It is exceedingly rare when you can point to an action and correctly declare it to have been a turning point in world history. Here is one example.
As we noted last year:
150 years ago today the Union was saved.
It's hard to decide if it was the 20th Maine at one end of the line or
the New Yorkers at the other or the boys in the middle but 150 years ago
today the entire course of world history was changed.
Here's a post from a few years ago on
those "boys in the middle" who, by suffering the worst casualty rate of
any U.S. forces, stopped the Confederate advance which led, on July 3rd
to Pickett's charge and the doom of the secessionists.
There were 47 men and boys, of the 262 who had stepped up, able to help turn back Pickett on the third day of the battle.
That 82% casualty rate is the highest ever sustained by a surviving U.S. military unit.
By making the suicidal charge and trading their lives for minutes the "boys in the middle" turned the tide at Gettysburg, establishing the high-water mark of the confederacy and guaranteed that Lincoln's toothless Emancipation Proclamation would come into force.
They also guaranteed that "government of the people, by the people, for the people shall not perish from the earth" for at least another 15 decades.

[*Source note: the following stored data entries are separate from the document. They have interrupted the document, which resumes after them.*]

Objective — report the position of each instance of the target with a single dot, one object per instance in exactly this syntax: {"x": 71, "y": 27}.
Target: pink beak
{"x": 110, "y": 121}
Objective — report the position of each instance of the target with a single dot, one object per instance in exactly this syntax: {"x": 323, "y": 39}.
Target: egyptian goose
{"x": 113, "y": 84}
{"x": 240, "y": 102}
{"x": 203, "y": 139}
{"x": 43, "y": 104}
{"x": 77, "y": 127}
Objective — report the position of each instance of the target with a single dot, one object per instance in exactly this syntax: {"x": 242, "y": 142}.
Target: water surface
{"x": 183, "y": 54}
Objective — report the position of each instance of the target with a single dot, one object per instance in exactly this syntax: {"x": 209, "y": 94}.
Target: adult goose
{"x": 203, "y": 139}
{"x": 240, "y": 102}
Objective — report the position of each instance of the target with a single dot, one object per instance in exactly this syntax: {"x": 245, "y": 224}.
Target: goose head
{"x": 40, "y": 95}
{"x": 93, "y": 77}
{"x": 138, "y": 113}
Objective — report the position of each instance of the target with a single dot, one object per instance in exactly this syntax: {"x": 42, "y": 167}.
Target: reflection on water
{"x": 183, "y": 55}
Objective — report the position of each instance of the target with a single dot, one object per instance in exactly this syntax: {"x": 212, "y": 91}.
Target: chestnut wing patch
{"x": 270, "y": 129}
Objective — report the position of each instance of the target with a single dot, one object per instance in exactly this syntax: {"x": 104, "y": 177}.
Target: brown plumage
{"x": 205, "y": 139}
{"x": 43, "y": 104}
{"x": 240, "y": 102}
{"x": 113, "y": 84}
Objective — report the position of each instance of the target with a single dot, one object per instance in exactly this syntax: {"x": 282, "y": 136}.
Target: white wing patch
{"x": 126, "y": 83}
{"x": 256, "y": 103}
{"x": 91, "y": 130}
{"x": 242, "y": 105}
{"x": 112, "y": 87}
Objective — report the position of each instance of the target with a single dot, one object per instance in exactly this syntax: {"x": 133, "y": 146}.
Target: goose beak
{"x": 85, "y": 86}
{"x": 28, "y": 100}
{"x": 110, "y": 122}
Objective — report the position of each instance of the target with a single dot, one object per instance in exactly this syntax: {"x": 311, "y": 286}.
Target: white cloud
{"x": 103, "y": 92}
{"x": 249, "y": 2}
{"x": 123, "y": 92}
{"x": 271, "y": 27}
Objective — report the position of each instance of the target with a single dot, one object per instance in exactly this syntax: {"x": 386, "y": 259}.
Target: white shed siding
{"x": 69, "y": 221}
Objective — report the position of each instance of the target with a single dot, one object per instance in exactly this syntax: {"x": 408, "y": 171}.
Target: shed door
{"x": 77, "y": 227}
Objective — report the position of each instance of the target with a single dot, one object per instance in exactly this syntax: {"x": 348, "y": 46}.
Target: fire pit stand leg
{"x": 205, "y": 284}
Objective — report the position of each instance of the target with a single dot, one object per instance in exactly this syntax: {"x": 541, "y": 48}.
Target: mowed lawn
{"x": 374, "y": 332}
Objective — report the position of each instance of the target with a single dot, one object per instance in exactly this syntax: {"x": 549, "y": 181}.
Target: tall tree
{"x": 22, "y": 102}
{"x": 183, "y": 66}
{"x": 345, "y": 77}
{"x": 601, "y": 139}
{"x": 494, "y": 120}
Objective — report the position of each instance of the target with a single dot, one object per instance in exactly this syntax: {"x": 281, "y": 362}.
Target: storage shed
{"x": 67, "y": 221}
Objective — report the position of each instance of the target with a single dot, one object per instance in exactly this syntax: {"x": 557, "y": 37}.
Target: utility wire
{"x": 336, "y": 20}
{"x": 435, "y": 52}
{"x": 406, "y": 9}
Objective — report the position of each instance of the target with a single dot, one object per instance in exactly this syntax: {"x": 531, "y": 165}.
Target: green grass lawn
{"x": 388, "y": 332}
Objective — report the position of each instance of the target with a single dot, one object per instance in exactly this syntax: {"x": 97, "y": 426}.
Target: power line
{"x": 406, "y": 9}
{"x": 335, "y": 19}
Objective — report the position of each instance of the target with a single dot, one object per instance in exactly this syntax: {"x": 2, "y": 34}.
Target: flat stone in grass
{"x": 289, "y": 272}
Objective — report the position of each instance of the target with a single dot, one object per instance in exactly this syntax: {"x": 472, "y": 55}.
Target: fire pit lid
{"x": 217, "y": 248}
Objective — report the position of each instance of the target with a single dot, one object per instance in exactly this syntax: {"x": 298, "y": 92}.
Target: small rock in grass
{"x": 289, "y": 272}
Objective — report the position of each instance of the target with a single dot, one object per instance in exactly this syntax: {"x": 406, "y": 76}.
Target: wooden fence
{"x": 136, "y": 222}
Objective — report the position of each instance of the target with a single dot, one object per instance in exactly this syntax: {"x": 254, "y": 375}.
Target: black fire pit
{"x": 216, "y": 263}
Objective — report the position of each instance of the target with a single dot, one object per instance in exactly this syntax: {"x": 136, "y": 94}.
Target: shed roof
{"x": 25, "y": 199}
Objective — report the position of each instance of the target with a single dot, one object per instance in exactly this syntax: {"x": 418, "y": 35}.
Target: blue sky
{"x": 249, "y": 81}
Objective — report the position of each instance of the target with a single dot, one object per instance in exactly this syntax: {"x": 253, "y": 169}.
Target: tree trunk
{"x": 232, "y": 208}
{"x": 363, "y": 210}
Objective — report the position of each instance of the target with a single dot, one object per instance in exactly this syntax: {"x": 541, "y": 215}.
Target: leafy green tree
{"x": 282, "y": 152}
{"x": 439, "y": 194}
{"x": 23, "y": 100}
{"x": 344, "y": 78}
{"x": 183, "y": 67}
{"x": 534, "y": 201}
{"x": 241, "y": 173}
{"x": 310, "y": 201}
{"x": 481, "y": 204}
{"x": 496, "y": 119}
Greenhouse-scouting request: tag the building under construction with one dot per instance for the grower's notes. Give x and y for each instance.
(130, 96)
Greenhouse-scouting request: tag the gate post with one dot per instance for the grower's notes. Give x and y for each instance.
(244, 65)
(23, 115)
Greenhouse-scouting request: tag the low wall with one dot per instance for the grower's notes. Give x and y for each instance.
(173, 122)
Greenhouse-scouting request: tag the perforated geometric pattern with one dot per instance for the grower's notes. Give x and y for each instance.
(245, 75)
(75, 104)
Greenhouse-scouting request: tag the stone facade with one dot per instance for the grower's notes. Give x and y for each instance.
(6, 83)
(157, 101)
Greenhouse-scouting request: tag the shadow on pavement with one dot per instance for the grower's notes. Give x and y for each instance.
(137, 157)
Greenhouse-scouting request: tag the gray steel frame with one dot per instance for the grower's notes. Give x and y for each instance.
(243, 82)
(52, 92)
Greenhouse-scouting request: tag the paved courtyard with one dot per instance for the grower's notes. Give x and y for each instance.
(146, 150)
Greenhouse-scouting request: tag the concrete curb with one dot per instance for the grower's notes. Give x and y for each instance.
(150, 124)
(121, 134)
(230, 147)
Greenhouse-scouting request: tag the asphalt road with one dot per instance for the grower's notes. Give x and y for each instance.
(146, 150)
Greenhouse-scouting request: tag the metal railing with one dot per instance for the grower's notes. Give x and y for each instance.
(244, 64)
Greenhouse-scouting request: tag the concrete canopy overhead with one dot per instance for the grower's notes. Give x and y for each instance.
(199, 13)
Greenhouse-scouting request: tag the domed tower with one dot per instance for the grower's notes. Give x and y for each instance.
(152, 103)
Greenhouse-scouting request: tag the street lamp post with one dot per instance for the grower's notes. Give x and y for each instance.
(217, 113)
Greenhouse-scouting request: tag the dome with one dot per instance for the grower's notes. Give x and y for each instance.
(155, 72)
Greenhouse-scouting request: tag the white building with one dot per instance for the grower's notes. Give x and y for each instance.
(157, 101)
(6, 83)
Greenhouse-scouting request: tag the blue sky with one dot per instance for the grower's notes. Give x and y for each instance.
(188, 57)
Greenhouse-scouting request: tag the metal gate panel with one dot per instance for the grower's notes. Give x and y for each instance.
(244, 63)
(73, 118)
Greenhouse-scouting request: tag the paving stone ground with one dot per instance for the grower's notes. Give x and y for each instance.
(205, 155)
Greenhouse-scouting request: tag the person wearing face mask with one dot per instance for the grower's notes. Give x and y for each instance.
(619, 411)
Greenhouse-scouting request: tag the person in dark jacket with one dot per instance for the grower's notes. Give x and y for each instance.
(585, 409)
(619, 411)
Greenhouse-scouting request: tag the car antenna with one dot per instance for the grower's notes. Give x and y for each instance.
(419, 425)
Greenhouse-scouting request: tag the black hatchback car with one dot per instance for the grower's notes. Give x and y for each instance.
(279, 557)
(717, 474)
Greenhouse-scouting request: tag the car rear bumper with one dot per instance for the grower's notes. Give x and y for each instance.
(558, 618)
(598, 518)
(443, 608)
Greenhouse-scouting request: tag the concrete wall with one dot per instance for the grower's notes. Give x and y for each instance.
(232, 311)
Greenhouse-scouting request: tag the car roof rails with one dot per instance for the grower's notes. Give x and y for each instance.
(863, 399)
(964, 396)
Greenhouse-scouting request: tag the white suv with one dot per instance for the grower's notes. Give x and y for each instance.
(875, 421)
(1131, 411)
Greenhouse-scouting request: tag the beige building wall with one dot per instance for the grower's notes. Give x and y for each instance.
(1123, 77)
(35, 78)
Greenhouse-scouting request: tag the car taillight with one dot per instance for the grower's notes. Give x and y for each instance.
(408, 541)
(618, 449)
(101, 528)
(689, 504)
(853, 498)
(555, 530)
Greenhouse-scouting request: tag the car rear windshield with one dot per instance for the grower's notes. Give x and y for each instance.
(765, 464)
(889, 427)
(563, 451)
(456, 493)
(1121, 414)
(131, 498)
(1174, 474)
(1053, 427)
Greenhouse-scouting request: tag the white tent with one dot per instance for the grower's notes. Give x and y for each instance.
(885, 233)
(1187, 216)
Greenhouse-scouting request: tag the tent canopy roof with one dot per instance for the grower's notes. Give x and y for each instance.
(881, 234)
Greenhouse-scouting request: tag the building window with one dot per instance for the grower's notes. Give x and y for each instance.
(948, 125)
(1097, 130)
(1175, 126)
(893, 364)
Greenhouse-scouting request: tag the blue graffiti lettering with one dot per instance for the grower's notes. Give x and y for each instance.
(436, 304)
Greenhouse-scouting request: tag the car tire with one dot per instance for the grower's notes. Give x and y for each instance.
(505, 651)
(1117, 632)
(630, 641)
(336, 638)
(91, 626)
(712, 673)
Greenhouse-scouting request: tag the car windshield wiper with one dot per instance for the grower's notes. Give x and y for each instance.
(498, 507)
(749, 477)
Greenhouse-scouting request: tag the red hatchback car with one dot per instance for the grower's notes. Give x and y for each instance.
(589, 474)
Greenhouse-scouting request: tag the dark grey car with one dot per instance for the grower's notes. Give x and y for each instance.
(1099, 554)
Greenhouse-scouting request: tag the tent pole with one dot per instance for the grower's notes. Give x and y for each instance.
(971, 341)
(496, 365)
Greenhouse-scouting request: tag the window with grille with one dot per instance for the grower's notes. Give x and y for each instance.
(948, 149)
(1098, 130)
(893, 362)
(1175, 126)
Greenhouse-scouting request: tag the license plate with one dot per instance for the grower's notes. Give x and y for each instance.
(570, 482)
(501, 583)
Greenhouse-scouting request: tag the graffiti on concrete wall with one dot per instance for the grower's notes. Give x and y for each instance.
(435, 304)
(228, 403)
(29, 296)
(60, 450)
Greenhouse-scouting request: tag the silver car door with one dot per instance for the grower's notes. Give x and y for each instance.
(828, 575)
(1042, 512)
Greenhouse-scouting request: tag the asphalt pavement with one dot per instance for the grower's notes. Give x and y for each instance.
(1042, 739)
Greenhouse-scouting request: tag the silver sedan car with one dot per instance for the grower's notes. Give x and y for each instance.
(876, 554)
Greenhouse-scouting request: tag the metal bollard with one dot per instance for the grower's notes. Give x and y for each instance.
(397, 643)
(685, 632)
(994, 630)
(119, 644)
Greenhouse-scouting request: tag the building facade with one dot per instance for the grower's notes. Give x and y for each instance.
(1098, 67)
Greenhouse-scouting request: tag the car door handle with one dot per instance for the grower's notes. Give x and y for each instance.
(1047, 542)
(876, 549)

A Bit of History: July 2, 1863
The 1st Minnesota Infantry Regiment fought, relatively unbloodied, at
Bull Run
Antietam
Fredericksburg
and Chancellorsville
One month after Chancellorsville they were pretty much destroyed as a cohesive unit and they may have saved the Union.
Bruce Catton stated in Glory Road:
“The whole war had suddenly come to a focus in this smoky
hollow, with a few score westerners trading their lives for the time
the army needed…They had not captured the flag that Hancock had asked
them to capture, but they still had their own flag and a great name…”
Lt. Col. Joseph B. Mitchell in his Decisive Battles of the Civil War said:
“There is no other unit in the history of warfare that
ever made such a charge and then stood its ground sustaining such
losses.”
They were ordered to attack into 5:1 odds-against-them.
And they charged, with bayonets fixed.
"They had not
taken the Alabama flag, but they had held on to their own,' Historian
Shelby Foote wrote. "And they had given Hancock his five minutes plus
five more for good measure."
General Hancock wrote of the First Minnesota's charge: "There is no more gallant deed recorded in history"
In 1928 President
Coolidge said: "Colonel Colvill and those eight
companies of the First Minnesota are entitled to rank as the saviors of
their country."
By
suffering casualties at the rate of one every two seconds they stopped
the Confederate advance and forced Lee into the desperate gamble:
Gettysburg was the price the South paid for having Lee. The first day's fighting was so encouraging, and on the second day's fighting he came within an inch of doing it.
And by that time Longstreet said Lee's blood was up, and Longstreet
said when Lee's blood was up there was no stopping him... And that was
that mistake he made, the mistake of all mistakes. Pickett's charge was
an incredible mistake, and there was scarcely a trained soldier who
didn't know it was a mistake at the time, except possibly Pickett
himself, who was very happy he had a chance for glory.
...William
Faulkner, in "Intruder in the Dust", said that for every southern boy,
it's always within his reach to imagine it being one o'clock on an early
July day in 1863, the guns are laid, the troops are lined up, the flags
are out of their cases and ready to be unfurled, but it hasn't happened
yet. And he can go back in his mind to the time before the war was
going to be lost and he can always have that moment for himself.
-Shelby Foote in Ken Burns' "The Civil War"
Kinda makes this stock market stuff seem a bit sordid in comparison.